夜はまだ更けない。アルフォンスは再び机の上の封書に手を伸ばそうとするが、やはり読む気になれず、手を引っ込める。コーデリアからの「さらなる証拠」――読めば読むほど、彼の心は締め付けられていくだけだろう。
「私自身が、真実を見極めるしかない。そう……王太子であろうと、間違った判断を正す義務がある」
一度は断罪した相手を、今さら庇うわけにはいかない。そんな声が頭の中で響く。けれど、それ以上に、彼は自分がフェリシアに抱いていたもの――それが単なる高慢な令嬢への嫌悪だけでなく、尊敬や愛情のような感情も混じっていたと気づき始めていた。
「お前がいない王宮は、どうにも味気ないよ。……私はお前と決別することで、いったい何を得たんだ?」
答えが出ないまま、アルフォンスはランプの火を少し絞る。室内はさらに暗くなり、彼のシルエットが壁に伸びる。王太子として生きていくために、彼は何か大切なものを踏みにじってしまったのではないか――そんな自責が、夜の闇とともに彼を包み込んでいく。

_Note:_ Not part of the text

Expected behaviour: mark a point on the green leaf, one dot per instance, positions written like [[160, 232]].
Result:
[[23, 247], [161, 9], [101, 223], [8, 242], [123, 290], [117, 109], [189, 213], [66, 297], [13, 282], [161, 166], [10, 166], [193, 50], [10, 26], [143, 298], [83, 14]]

やがて、疲れ切った体をベッドに投げ込んでも、目を閉じるだけでフェリシアの涙を思い出してしまう。あのとき気づけなかった優しさや、幼少期に交わした小さな約束が、鋭い棘となって胸を刺す。
「フェリシア……どうか、無事でいてくれ。もし私の勘違いなら、必ず償う。もう一度、真実をお前の口から聞きたい……」
彼のつぶやきは暗闇に溶けて、誰の耳にも届かない。隣にはコーデリアはいないし、侍従も王太子のプライベートに深入りはしない。
こうしてアルフォンスは、己の迷いと自責を抱えたまま、闇夜の中で眠れぬときを過ごす。王太子という立場、コーデリアの存在、フェリシアへの罪悪感――それらすべてが複雑に絡み合い、次第に彼を動かそうとしていることに、彼自身がまだはっきりと気づいてはいない。
しかし、その心の声が止まらぬ限り、アルフォンスはきっと真実へと近づく行動を起こさずにはいられないだろう。夜が深まるほどに、その決意の輪郭がわずかに強まっていくのを、彼は感じ取り始めていた。